Development guidance
- Prompts
- Keep prompts clear and minimal to avoid contradictory instructions, distracting information and reduce hallucinations.
- Provide only the tools and context your agent requires, rather than an unbounded set of APIs or large irrelevant context.
- Logging & observability
- Implement detailed logging for each user request, agent plan, and tool call. Tools like MLflow Tracing can help capture structured logs for debugging.
- Store logs securely and be mindful of personally identifiable information (PII) in conversation data.
- Model updates & version pinning
- LLM behaviors can shift when providers update models behind the scenes. Use version pinning and frequent regression tests to ensure your agent logic remains robust and stable.
- Combining MLflow with Mosaic AI Agent Evaluation provides a streamlined way of versioning agents and regularly evaluating quality and performance.
Testing and iteration guidance
- Error handling & fallback logic
- Plan for tool or LLM failures. Timeouts, malformed responses, or empty results can break a workflow. Include retry strategies, fallback logic, or a simpler fallback chain when advanced features fail.
- Iterative prompt engineering
- Expect to refine prompts and chain logic over time. Version each change (using Git and MLflow) so you can rollback or compare performance across versions.
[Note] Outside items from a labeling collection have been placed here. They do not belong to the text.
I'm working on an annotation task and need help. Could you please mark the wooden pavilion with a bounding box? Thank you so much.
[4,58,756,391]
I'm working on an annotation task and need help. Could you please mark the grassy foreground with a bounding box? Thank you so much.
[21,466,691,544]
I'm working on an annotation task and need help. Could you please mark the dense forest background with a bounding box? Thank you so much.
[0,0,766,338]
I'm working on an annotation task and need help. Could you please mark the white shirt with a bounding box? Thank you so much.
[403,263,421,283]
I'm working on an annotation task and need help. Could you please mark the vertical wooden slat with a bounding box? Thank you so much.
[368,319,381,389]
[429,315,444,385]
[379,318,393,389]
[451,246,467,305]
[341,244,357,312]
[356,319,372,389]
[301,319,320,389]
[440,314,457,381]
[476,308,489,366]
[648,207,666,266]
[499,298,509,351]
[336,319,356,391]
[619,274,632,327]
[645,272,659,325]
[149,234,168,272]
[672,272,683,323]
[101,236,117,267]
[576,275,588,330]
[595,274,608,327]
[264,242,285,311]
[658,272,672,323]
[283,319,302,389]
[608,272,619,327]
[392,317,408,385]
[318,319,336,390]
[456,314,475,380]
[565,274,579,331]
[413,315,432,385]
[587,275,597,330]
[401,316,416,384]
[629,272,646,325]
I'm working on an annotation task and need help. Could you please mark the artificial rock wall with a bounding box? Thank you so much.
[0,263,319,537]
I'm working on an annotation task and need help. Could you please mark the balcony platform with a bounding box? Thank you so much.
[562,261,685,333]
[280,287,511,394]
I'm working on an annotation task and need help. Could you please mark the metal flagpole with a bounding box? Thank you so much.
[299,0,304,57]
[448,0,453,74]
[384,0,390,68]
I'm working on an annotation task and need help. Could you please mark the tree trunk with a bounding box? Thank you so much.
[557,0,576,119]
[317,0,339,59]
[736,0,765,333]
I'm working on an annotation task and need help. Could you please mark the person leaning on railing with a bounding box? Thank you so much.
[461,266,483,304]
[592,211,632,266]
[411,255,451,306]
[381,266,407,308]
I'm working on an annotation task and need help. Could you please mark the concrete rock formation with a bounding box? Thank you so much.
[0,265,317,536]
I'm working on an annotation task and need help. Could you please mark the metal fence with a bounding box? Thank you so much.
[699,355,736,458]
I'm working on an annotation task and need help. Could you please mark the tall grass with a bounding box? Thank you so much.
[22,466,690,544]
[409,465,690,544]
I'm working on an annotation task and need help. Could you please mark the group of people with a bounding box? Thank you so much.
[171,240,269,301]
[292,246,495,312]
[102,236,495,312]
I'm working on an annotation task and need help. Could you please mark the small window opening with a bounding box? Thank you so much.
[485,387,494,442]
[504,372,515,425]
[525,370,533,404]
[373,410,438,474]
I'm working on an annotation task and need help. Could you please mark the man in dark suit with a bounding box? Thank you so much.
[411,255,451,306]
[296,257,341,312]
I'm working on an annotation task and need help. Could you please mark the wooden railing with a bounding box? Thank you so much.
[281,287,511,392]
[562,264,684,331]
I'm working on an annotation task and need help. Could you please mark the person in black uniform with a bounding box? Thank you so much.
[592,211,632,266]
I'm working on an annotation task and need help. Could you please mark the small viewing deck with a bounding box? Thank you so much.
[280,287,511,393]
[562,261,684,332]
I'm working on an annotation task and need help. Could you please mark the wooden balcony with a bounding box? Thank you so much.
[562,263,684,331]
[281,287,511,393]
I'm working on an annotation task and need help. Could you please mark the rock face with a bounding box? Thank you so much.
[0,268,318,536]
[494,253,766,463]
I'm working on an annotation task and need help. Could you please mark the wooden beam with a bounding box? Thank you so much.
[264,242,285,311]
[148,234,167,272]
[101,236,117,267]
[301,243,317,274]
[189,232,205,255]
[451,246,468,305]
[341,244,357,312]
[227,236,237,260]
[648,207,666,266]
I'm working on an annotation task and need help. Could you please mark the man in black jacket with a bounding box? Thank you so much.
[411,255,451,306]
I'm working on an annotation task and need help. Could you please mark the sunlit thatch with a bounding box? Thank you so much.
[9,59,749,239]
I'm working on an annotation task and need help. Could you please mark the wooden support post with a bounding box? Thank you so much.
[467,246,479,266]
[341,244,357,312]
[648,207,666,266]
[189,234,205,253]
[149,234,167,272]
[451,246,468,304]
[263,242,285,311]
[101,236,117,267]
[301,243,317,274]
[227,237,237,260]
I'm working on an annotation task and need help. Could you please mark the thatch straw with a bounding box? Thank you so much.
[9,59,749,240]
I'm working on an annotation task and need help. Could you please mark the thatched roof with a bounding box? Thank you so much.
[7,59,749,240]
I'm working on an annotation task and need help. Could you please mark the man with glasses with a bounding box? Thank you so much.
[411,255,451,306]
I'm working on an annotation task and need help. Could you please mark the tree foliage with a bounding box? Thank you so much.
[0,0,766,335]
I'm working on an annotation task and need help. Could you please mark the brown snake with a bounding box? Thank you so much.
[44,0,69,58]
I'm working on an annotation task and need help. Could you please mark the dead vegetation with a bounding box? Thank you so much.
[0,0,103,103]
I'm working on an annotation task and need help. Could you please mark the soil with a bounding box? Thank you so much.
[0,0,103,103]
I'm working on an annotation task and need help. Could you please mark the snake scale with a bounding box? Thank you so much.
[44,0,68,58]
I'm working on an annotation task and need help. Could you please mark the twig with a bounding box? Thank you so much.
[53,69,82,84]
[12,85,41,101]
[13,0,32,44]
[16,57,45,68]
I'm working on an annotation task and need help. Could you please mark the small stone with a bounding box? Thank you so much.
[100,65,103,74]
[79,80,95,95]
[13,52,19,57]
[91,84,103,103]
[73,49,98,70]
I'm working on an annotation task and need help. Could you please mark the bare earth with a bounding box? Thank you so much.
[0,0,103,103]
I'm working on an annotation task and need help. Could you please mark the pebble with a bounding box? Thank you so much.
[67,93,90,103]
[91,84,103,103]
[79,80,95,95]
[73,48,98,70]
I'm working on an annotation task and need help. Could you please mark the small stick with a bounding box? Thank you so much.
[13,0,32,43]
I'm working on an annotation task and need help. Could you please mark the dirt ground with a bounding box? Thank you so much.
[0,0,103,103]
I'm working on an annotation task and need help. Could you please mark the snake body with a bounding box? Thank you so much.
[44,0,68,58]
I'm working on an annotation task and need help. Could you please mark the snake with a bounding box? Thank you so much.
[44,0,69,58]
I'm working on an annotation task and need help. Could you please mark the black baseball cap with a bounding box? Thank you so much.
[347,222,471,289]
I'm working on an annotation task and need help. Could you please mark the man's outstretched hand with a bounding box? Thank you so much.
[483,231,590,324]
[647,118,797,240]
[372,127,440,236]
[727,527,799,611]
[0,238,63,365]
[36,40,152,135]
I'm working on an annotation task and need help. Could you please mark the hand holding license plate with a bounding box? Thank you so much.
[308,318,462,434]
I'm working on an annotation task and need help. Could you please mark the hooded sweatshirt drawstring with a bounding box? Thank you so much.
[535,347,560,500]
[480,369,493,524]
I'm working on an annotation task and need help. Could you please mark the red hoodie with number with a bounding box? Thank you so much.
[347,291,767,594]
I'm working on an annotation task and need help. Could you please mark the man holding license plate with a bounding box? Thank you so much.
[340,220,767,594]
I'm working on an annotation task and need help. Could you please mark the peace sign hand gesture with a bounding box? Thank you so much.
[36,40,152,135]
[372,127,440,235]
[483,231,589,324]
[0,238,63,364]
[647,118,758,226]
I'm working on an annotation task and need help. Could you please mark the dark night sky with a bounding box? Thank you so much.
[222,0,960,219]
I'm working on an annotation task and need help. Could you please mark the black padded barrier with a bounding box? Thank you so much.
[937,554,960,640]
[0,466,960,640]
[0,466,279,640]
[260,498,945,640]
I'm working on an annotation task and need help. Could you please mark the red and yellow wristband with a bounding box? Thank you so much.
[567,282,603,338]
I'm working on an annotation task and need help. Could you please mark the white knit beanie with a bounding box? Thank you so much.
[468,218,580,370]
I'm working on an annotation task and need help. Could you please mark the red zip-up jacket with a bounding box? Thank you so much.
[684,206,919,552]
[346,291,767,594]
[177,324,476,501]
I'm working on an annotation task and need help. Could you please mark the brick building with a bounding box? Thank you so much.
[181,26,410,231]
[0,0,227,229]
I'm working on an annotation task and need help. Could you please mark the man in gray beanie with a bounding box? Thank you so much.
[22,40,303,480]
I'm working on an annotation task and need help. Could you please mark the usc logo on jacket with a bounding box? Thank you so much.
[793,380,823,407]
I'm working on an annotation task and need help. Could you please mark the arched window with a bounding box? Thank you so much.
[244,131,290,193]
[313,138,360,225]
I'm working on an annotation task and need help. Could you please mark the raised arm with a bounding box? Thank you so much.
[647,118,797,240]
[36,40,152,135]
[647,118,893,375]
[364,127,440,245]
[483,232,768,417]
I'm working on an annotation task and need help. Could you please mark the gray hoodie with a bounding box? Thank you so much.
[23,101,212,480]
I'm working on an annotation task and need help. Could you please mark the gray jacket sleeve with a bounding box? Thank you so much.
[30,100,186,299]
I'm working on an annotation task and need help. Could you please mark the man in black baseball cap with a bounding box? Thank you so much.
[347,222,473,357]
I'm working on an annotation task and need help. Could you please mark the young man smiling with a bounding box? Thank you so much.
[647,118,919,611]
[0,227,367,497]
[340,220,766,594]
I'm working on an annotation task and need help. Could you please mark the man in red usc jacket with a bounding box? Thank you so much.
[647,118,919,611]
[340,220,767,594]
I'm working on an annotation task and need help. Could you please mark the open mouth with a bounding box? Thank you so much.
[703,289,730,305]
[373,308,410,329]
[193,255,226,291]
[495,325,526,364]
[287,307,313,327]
- Consider frameworks like DSPy to programmatically optimize prompts and other components within your agent system.
Production guidance
- Latency vs. cost optimization
- Each additional LLM or tool call increases token usage and response time. Where possible, combine steps or cache repeated queries to keep performance and cost manageable.
- Security and sandboxing
- If your agent can update records or run code, sandbox those actions or enforce human approval where necessary. This is critical in enterprise or regulated environments to avoid unintended harm.
- Databricks recommends Unity Catalog tools for sandboxed execution. See Unity Catalog function tools vs. agent code tools. Unity Catalog enables isolation of the arbitrary code execution and prevents malicious actors from tricking the agent into generating and running code that interferes or eavesdrops on other requests.
By following these guidelines, you can mitigate many of the most common failure modes such as tool mis-calls, drifting LLM performance, or unexpected cost spikes, and build more reliable, scalable agent systems.